For a good explanation on why you don't want these things to be too high-tech and too encrypted, see "Doctor Strangelove", and take particular notice about the roles played by CRM-114.
"The messages are simply a series of letters, relayed in NATO phonetics, and encrypted with a one-time cypher. The receiver would need a code book (by varying reports refreshed daily, weekly, or monthly and inches thick) to identify the key and decrypt the message."
The article implies that the nuclear forces have already been deployed and targets set - this would be the final instruction to launch (the "go/no go" on that USAF cheat sheet).
At that point there's not much to hide or encrypt.
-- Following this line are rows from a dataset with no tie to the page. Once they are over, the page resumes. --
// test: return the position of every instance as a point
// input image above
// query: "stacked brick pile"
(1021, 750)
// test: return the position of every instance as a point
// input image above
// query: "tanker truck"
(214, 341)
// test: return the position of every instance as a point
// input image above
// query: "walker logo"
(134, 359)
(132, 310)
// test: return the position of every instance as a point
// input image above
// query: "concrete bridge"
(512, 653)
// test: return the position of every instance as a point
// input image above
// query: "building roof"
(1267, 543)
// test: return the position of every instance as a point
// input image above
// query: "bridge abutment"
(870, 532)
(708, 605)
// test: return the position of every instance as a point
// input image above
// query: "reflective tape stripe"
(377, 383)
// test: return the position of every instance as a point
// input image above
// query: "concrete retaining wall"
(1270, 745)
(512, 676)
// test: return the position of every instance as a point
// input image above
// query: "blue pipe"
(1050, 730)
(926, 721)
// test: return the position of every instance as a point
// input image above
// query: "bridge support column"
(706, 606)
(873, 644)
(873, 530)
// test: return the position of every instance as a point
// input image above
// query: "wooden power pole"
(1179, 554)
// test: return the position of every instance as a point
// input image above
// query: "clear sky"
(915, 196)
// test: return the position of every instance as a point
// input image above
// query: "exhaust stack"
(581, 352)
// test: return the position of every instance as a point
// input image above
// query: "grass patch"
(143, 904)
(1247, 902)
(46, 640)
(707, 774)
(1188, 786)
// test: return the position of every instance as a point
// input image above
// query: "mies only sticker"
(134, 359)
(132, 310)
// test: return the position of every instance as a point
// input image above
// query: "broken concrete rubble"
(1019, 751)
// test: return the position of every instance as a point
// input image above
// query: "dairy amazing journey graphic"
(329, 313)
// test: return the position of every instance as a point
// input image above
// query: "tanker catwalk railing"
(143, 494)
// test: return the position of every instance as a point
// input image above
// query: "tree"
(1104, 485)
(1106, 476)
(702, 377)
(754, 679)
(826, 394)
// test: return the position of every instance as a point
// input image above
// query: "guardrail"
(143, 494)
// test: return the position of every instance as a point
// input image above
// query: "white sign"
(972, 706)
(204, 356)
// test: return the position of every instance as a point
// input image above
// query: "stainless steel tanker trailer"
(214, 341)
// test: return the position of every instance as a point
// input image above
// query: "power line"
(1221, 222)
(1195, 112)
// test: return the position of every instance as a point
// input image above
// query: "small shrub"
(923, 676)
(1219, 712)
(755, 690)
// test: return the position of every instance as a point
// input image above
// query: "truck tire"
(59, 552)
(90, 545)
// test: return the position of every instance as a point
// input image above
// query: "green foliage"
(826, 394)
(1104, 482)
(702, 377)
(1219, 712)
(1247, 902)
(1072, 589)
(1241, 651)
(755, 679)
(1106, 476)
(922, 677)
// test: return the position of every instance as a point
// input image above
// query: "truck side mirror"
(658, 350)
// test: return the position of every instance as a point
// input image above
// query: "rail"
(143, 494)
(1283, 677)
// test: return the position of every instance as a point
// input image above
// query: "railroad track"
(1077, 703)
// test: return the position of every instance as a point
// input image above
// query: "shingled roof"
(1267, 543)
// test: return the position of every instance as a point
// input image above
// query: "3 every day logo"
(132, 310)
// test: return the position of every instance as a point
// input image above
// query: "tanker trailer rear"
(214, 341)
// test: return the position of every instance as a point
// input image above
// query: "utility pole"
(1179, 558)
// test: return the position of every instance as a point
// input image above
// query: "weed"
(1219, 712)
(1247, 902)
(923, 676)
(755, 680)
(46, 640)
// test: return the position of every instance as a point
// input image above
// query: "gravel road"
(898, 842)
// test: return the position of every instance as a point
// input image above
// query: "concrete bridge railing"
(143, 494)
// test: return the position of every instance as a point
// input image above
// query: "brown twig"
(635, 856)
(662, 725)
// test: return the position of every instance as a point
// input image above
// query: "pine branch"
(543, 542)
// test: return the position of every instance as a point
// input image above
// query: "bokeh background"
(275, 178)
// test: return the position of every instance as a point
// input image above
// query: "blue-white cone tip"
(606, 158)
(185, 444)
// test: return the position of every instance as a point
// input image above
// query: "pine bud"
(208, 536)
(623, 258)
From my understanding each bomber has a playbook so to speak along with the code book. each Play is a different target package. Just like in US football the message from Command to the bombers isn't the verbatim target package but just a code telling them which target package to select from their playbook.
Is that MP3 actual raw recordings, or has it been "enhanced" with interesting interference. I'm hearing lots of echo, telemetry, different voiced "layered" on top of each other, etc.
The "echo" is actually from multiple spatially separated stations simultaneously transmitting the same message. You're hearing the differences in time of flight. The overlapping signals don't interfere as one might expect because they use single sideband modulation.
There is a lot of interesting interference at these low frequencies. I didn't hear anything I wouldn't expect to hear on HF. Also, echo is a complex and somewhat mysterious topic. Long Path echo is easily grasped; the same signal is received twice due to two paths around the Earth which happens when band conditions are favorable. Other forms of echo (Long delayed echo[1], for example) are less easily explained.